A Christian ed lesson for children on Jeremiah 8:18-9:1.

Photo by Kelly Sikkema on Unsplash

Starting off

Feeling sadness is part of being human. Children, sometimes more than adults, are willing to lean into their sadness. They cry and share their sorrows. They willingly share their feelings with those they love and trust. In this lesson, children will explore the ways they can share sadness and concerns with God, knowing God is always by their side weeping alongside them.

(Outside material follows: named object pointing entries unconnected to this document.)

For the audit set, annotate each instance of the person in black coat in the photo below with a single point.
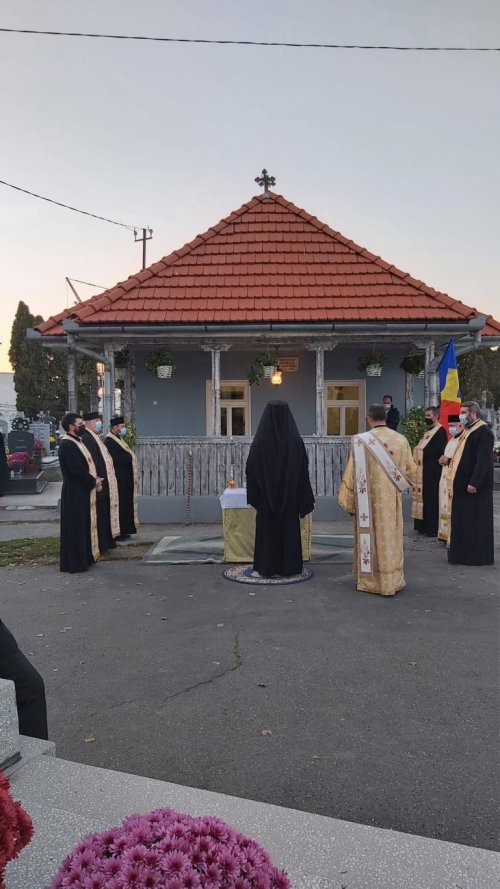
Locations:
(427, 453)
(125, 464)
(279, 488)
(392, 413)
(4, 468)
(471, 523)
(91, 440)
(79, 547)
(30, 690)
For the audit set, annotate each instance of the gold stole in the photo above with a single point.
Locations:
(368, 441)
(444, 505)
(94, 539)
(417, 504)
(453, 466)
(134, 470)
(112, 485)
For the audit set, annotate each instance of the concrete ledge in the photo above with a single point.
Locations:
(28, 484)
(10, 748)
(68, 800)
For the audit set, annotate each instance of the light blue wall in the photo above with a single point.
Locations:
(180, 408)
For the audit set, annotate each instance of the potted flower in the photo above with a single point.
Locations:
(20, 424)
(161, 364)
(414, 364)
(263, 367)
(122, 359)
(166, 848)
(372, 363)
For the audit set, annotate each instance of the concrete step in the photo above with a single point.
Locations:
(68, 800)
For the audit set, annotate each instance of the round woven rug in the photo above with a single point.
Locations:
(246, 574)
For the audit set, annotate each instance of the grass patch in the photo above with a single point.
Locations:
(45, 551)
(41, 551)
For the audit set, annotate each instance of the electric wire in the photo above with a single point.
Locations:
(269, 43)
(33, 194)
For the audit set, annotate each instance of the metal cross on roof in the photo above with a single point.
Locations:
(265, 181)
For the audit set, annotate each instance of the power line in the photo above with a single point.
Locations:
(252, 42)
(67, 206)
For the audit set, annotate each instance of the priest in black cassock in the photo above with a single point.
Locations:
(279, 488)
(78, 537)
(125, 465)
(108, 523)
(470, 540)
(425, 504)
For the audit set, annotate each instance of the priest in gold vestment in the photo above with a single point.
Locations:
(380, 468)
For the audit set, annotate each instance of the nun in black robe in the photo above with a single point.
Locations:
(124, 470)
(471, 529)
(76, 541)
(279, 488)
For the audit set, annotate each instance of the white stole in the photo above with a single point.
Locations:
(361, 443)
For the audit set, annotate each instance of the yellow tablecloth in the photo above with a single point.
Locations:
(239, 534)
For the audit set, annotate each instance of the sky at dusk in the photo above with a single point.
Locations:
(397, 150)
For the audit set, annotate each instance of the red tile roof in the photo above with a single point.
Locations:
(268, 261)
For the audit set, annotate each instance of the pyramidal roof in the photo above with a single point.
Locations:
(268, 261)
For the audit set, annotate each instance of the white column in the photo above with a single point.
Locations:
(320, 390)
(108, 402)
(215, 351)
(72, 388)
(319, 349)
(216, 392)
(430, 376)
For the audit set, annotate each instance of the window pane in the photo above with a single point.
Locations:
(351, 420)
(342, 393)
(238, 420)
(223, 421)
(333, 421)
(232, 393)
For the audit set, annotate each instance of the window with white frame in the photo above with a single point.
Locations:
(345, 407)
(234, 407)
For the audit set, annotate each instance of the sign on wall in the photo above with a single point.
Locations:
(289, 365)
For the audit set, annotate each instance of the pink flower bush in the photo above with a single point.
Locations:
(168, 850)
(16, 828)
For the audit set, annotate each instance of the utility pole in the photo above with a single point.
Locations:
(147, 234)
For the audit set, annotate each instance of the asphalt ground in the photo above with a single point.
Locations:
(377, 710)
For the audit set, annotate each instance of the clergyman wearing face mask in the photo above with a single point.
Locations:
(391, 413)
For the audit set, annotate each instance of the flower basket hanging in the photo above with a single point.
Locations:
(372, 363)
(161, 364)
(262, 369)
(414, 365)
(164, 371)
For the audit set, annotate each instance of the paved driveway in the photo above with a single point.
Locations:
(315, 696)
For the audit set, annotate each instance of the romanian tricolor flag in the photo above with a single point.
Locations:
(448, 384)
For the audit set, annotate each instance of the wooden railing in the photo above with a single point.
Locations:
(202, 466)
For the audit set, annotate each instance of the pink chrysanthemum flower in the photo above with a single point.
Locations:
(168, 850)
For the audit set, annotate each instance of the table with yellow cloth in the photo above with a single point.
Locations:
(238, 523)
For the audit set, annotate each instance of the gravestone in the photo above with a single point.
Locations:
(21, 441)
(41, 431)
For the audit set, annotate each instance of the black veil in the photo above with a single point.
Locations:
(277, 466)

Begin your time with the children by asking them to share what they do when they feel sad. How do they express their sadness? Who do they share their feelings with? What makes them feel better? Note the diversity of experiences and expressions that the children share. Highlight that there is no right or wrong way to be sad. Being sad is part of being a person. We all feel sadness at times in our lives and we express it in different ways.

Exploring the passage

Prepare to read aloud Jeremiah 8:18-9:1. Provide the children with a context for the reading. Share that the passage comes from the prophet Jeremiah. Jeremiah was a young person chosen by God to speak to God’s people. At the time God called Jeremiah, he was only a child. Jeremiah doesn’t think he has the power or authority to speak to the people on God’s behalf. However, God assures him God will give him the words and will be with him as he speaks. The messages that God gives Jeremiah to share with the people are not easy ones for them to hear. Bad times are coming for God’s people. The land God gave them to live on will be invaded by other nations and will be taken from them. Jeremiah tells the people God is calling on them to listen in hopes that they might be prepared for the difficult times ahead. The passage you will read is Jeremiah’s response to hearing the words God is calling him to share with the people.

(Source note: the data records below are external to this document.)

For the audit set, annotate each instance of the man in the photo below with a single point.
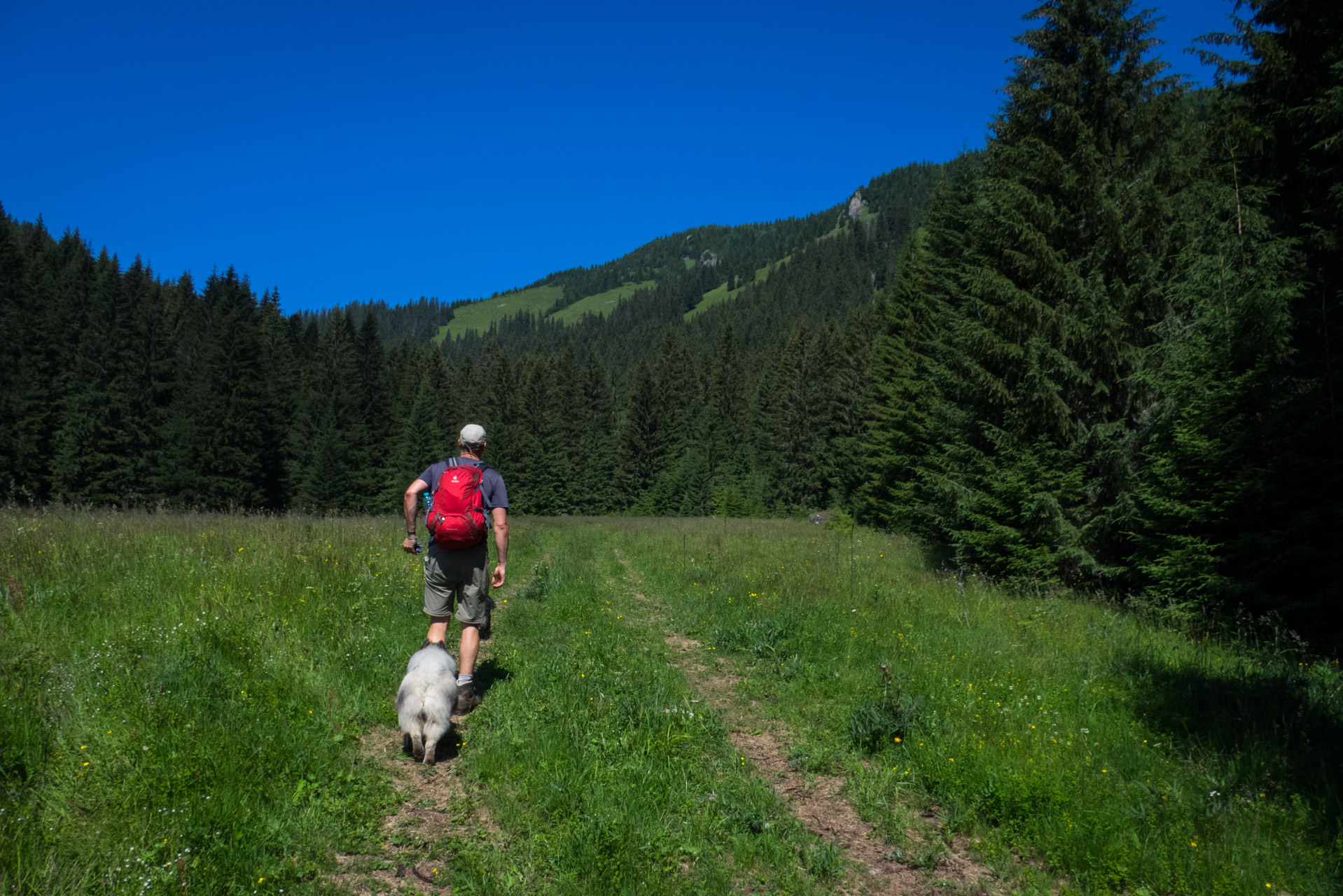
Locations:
(461, 575)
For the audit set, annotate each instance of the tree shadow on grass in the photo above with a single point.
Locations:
(488, 675)
(1255, 732)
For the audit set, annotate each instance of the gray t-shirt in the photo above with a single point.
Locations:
(492, 485)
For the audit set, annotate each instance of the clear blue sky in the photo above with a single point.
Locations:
(393, 150)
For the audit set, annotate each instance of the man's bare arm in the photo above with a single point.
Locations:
(500, 516)
(411, 505)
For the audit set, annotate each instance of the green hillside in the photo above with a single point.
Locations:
(730, 258)
(601, 302)
(478, 316)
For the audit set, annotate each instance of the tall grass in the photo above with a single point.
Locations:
(180, 697)
(1049, 727)
(598, 762)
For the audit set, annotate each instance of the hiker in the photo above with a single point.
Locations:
(473, 501)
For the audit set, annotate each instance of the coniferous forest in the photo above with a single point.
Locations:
(1103, 351)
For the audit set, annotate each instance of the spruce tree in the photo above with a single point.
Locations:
(1052, 301)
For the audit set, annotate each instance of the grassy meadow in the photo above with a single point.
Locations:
(183, 697)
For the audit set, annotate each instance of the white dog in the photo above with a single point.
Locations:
(426, 699)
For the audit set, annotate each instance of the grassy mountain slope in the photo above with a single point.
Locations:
(721, 261)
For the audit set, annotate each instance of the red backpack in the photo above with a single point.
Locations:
(457, 517)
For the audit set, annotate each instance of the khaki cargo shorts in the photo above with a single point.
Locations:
(461, 577)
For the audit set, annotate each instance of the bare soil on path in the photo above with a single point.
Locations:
(872, 867)
(434, 804)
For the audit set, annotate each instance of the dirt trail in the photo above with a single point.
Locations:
(816, 799)
(434, 804)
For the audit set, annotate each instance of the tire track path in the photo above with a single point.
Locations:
(873, 867)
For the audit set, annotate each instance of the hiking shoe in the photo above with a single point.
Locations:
(489, 609)
(466, 699)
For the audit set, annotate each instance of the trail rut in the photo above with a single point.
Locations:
(875, 867)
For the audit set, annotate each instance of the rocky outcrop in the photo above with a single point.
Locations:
(856, 204)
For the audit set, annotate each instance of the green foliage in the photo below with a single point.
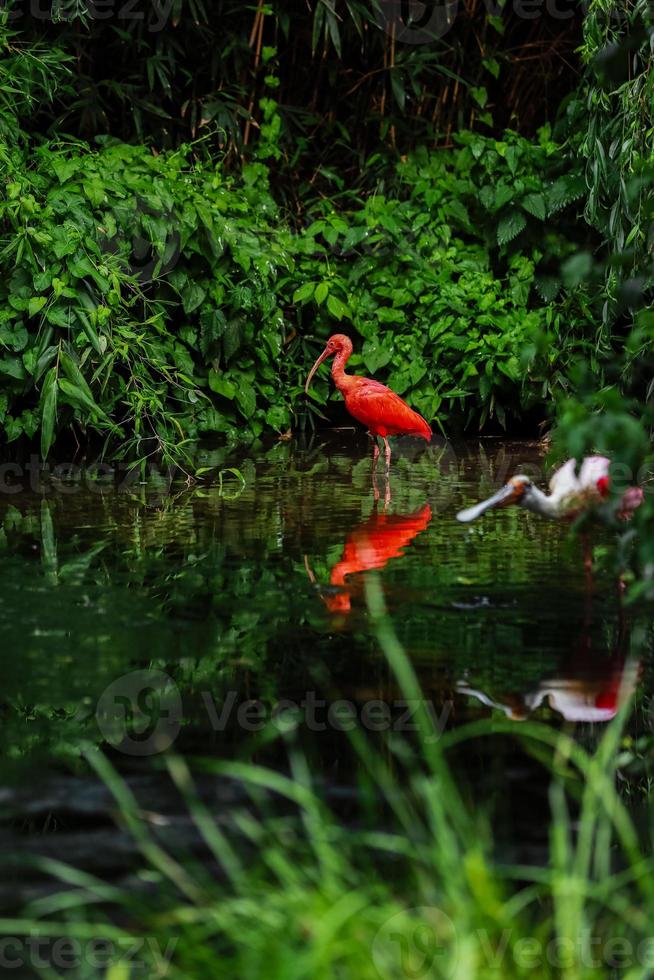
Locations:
(148, 299)
(447, 280)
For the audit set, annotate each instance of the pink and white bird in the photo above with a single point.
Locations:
(571, 493)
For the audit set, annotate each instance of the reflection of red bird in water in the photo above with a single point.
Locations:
(370, 546)
(382, 411)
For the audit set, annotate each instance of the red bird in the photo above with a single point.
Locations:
(376, 406)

Read aloud Jeremiah 8:18-9:1. After reading, ask the children to recount Jeremiah’s feelings about God’s message. Note that Jeremiah is very sad that God’s people will suffer. He knows the people will believe God is no longer with them and he wonders where they will find comfort. Have the children wonder what might help God’s people feel better. What could comfort them? How will they cope with this news?

Next, encourage the children to think beyond the reading to what they know about God from other Bible stories or discussions you have had. Ask them to think of times when God’s people have been sad or have experienced tragedy. How did God respond? Was God with them? Note that throughout the Bible, God is with God’s people. When they are sad, God is sad with them. God hears their prayers and mourns with them. God gives them hope when they feel hopeless. Share that if we continued to read Jeremiah, we would discover this is exactly what God does. God reminds the people they are not alone. God offers hope and promises to be with them.

Relating the passage to our lives

Help the children connect the reading to their own lives. Remind them that God continues to carry out this promise today. Whenever we are sad or hurt, we can share these feelings with God. God will be with us.

Prepare the materials you’ll need for the activity: paper, scissors, and markers or crayons. Give each child several sheets of paper and a pair of scissors. Ask them to cut heart shapes out of the paper. Encourage them to make the hearts large enough so that they can write or draw on them. If you’re working with younger children, you may want to cut the hearts out ahead of time.

After they have cut out the hearts, ask them to tear each heart in half. Share that they’re going to be thinking about things that break their hearts, things that make them sad. Ask the children to write or draw something that makes them sad on each of the heart fragments. Encourage them to think of specific things from their own lives as well as larger ideas like war, violence, or racism.

Once they have written or drawn on the hearts, either ask them to glue the pieces on a piece of chart paper or place them in a large bowl at the center of the table. Offer a prayer for each of the people, places, or situations shared on the broken hearts. Read each aloud and ask the children to say, “Lord, hear our prayer” in response.